A and A's Movie A Day

Watching movies until we run out.

Star Trek Nemesis

January 25, 2011

Star Trek Nemesis

For a long time it seemed this was to have been the last Star Trek movie. It’s also the tenth Star Trek movie which means that in accordance with the supposed curse it should have been one of the better films. Sadly this is not the case. This is actually a pretty disappointing send off for the Enterprise E and the Next Generation crew. In many ways it is a blatant rip-off of Star Trek II: The Wrath of Khan – from its obsessed enemy bent on the defeat of the Enterprises captain to the selfless sacrifice of a crew member at the end. The problem is that it doesn’t do too good a job of it. It has all the tropes and cliches of an action sci-fi movie but its as if somebody collected them in one place but didn’t quite know how to make a movie out of them.

The basic plot here is that a group of Reman rebels (from the shadowy slave mines on Romulus’ sister planet Remus) have overthrown the Romulan senate. They send overtures to the Federation claiming to desire peace – and naturally Jean-Luc Picard and his crew are sent as envoys. Imagine their shock when it transpires that the leader of the rebels is not only human, but is a clone of Picard himself. This is a pretty cool idea, but the movie doesn’t seem to know what to do with it. At first there’s a lot of noise about how if Picard had lived his life as a Reman slave he would have turned out like Shinzon, but ultimately that thread is dropped in favor of using Shinzon’s origin as an excuse for him to hunt Picard to the ends of the galaxy. Shinzon is dying, you see, and he needs Picard’s blood to stay alive. Or something like that. Oh, and Shinzon’s ship, the Scimitar, has an unstable ultimate weapon that could be used to wipe out all life on an entire planet. For no discernible reason, except that he wants to be a bastard I suppose, Shinzon wants to wipe out the entire population of Earth with this doomsday device. The Enterprise must stop him at any cost.

There are a whole bunch of other threads woven into the film as well, but they are supposed to support the primary plot. Although at times they seem slapped on and wedged in. There’s a whole plot about a Soong-type android prototype called B-4 which the crew discover on a desert planet before the main plot gets started. B-4 looks like Data but is simple-minded and childish.

Then there is Ron Pearlman as one of the bat-faced Remans (they evolved in darkness on the side of Remus that faces away from their sun you see.) Not content to have the bad-guys here be a bunch of caricatures that look like monster-movie rejects the film makers felt the need to imbue the chief Reman, Vkruk, with mental powers which he uses to help Shinzon mind-rape Councillor Troi. Why? Because they’re EVIL dammit! The movie tries to make this into some kind of macho thing between Vkruk and Troi’s new husband Will (nee Riker.) Why do they get into a one-on-one hand-to-hand battle in the bowls of the Enterprise during a space battle? Because you need a macho hand-to-hand fight, right?

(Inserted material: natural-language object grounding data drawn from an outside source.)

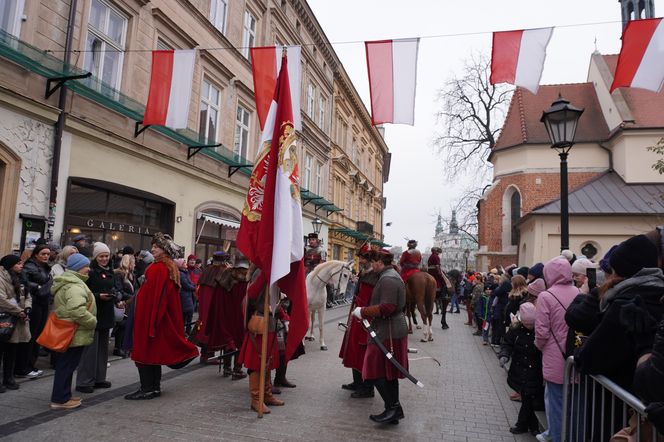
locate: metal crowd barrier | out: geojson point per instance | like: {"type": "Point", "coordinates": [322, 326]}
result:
{"type": "Point", "coordinates": [595, 408]}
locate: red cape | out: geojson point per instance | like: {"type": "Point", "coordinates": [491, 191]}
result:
{"type": "Point", "coordinates": [158, 325]}
{"type": "Point", "coordinates": [225, 320]}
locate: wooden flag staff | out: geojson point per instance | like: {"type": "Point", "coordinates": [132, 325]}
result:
{"type": "Point", "coordinates": [266, 315]}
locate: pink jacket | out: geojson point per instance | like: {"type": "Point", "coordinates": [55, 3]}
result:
{"type": "Point", "coordinates": [550, 326]}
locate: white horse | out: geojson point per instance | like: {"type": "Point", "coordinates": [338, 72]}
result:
{"type": "Point", "coordinates": [336, 274]}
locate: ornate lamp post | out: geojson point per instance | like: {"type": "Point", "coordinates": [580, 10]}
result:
{"type": "Point", "coordinates": [561, 120]}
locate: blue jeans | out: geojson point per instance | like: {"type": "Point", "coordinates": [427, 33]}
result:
{"type": "Point", "coordinates": [553, 403]}
{"type": "Point", "coordinates": [64, 370]}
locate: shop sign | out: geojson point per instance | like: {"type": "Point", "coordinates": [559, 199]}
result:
{"type": "Point", "coordinates": [108, 225]}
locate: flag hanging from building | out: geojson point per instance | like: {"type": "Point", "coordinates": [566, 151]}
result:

That’s what I mean about this movie going through the motions of being an action movie. It has Riker and Vkruk dangling over a bottomless pit net because it makes any sense to have a bottomless pit inside the Enterprise but because that’s the sort of thing that happens to a macho hero. Why at the start of the film do Picard, Data and Worf land so very far away from the positronic readings they’re investigating? So they can tool around in a Worthog from the Halo series and have a Mad Max inspired chase (the end of which apparently Joss Whedon stole for Serenity two years later.) Why are the corridors on the Scimitar so oddly spacious? So that Picard can fly a captured fighter craft through them (in a scene which was unintentionaly hilarious to me because it looked like the opening credits to a Naked Gun movie.)

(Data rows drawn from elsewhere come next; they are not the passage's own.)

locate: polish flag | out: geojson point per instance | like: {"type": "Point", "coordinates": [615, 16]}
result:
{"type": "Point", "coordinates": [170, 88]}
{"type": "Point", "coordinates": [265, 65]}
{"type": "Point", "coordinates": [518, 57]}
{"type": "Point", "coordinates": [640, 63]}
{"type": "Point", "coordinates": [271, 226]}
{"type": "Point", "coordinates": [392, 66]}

Furthermore, after having watched nothing but Star Trek movies for more than a week before this one there’s a distinct feeling of having seen a lot of this movie before. The ship that can fire on the Enterprise while still cloaked? Star Trek VI. The character death at the end of the movie? Star Trek II. The enemy bent on the destruction of Earth? Star Trek I, IV, and First Contact. A spectacular and lengthy scene of the Enterprise crashing? Star Trek Generations. I really didn’t feel like this movie had anything new to contribute. Unless you count the kind of cute wedding scene at the beginning of the movie – but if I want to see Enterprise crew members pairing off I’ll just read some fanfic. I don’t need a movie for that.

The odd thing is that there is clear groundwork laid for a Search for Spock style sequel to this movie but nothing ever came of it. The entire franchise had run out of steam it seems and for eight long years after this movie there were no new Star Treks in theaters. There had been one every two or three years since 1979 and then… silence. It’s like a loved one taken off of life support – you can’t bear to see them go but they were only a pale shadow of what they once were. Then, suddenly, in 2010 – the resurrection. But that’s tomorrow’s review.

January 25, 2011 - Posted by | daily reviews | , ,

1 Comment »

  1. “Like a loved one taken off life support…” – brilliant. Couldn’t have summed it up better.